Stefanou's brother Stef Stefanou also worked at John Doyle Group, and by 1999 Stef was the Chairman and Stelio was the Chief Executive. In 1999 they instigated a de-merger which split the company into two. Stef Stefanou retained John Doyle as the construction company, while Stelio Stefanou founded Accord as a separate company to run the longer-term public services and infrastructure maintenance contracts. Stefanou sold Accord to Enterprise plc in 2007.

== Public service ==
After selling Accord, Stefanou changed from running businesses to running charities. In 2008 he established the Stefanou Foundation to protect the interests of vulnerable people, especially the very young and the very old, and to support the commercial development of scientific ideas into viable businesses.

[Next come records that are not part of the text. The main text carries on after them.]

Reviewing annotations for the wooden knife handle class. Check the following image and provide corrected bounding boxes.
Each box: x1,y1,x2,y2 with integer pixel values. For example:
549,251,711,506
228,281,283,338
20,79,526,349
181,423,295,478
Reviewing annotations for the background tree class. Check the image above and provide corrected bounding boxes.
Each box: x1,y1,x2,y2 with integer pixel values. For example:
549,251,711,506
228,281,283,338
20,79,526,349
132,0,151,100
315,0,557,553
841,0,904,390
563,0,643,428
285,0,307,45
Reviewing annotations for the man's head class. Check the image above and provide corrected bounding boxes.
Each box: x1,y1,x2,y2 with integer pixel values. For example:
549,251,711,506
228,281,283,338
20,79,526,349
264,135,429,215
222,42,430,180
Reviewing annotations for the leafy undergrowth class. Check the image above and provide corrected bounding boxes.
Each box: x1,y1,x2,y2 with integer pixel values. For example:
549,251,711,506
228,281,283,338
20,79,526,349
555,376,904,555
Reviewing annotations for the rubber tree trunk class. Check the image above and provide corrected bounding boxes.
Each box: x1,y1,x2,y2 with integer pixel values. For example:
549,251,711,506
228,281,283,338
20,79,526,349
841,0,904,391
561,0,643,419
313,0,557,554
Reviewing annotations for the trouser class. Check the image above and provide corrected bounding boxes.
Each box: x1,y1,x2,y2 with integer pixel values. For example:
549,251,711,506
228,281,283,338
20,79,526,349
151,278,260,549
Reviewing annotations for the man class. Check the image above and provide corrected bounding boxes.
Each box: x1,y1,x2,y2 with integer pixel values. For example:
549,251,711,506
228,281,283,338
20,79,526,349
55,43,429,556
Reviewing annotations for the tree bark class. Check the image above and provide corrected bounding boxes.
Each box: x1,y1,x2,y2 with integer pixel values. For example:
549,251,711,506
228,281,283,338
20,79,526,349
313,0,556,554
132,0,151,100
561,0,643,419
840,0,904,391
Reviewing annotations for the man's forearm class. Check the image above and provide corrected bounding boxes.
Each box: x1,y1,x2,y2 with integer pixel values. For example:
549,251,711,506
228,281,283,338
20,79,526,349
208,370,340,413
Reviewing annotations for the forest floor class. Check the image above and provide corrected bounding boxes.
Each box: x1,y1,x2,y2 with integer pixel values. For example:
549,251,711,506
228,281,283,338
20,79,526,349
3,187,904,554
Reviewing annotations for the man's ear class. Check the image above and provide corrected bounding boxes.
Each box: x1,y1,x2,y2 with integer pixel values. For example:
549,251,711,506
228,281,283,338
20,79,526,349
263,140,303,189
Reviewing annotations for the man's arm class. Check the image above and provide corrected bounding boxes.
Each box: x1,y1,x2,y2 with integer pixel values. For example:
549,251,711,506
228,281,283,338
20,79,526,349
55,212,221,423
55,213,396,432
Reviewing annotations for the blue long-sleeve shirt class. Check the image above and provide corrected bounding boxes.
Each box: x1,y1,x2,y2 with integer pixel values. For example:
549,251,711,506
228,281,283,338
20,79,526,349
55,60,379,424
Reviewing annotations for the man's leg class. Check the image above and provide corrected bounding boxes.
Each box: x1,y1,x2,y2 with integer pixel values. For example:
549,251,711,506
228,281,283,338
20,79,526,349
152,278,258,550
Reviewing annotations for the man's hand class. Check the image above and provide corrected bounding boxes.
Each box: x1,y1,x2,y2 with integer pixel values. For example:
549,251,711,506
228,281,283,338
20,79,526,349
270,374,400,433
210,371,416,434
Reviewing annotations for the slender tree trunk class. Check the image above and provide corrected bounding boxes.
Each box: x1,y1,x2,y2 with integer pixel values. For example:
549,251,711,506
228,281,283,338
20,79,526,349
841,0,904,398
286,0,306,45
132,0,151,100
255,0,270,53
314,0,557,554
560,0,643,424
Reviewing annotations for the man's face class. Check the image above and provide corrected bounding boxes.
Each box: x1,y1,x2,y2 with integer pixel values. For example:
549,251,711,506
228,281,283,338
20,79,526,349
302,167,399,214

He serves as its chairman.
In 2013, he established the Stefanou Foundation Cyprus which aims to address social and economic challenges after the 2012–2013 Cypriot financial crisis, and he serves as its chairman.

In April 2015, he launched the "Healthy Relationships: Healthy Baby" (HRHB) programme for families suffering domestic abuse that are expecting babies.
Parents join this program during pregnancy and they are supported to bring an end to domestic abuse in order to nurture their baby’s early development.
The Foundation is initially running two prototype projects, in Hertfordshire and in Westminster.
The police and crime commissioner for Hertfordshire, David Lloyd, visited the centre and he said he believes it can "reduce the number of people suffering from abuse and make society better and safer".
Stefanou personally funds the development and initial delivery of the HRHB programme as part of his overall funding to the Stefanou Foundation of £1.5M a year.

Stefanou is a patron of Hertfordshire Action on Disability,
and he is the Chairman of Trustees of the WAVE Trust, a charity that is dedicated to reducing interpersonal violence, child neglect and maltreatment.

He is a Deputy Lieutenant of Hertfordshire, initially appointed in January 2011, and was High Sheriff of Hertfordshire for the year 2016/2017.

Stefanou is vice-chairman of the UK-Cyprus Enterprise Council, which was established in 2013 to promote investment in Cyprus and bilateral trade with the UK.

== Honours ==
Stefanou was awarded an "Officer of the Order of the British Empire" (OBE) in 2004 for services to business.
He has held roles in the Confederation of British Industry including Chairman of the Eastern Regional Council (1995-1997) and Chairman of their Local Government Panel (1997-2007).
He is a Freeman of the City of London (1994). He was awarded the honorary degrees of Hon DLitt by the University of Westminster in 2007 and Hon LLD by the University of Hertfordshire in 2013.

== Personal life ==
In 2008, Stefanou married Susie Omer. She is also a Trustee of the Stefanou Foundation. Stefanou and his previous wife Rosemary Gordon were married for 22 years before separating in 1996; they divorced in 2003.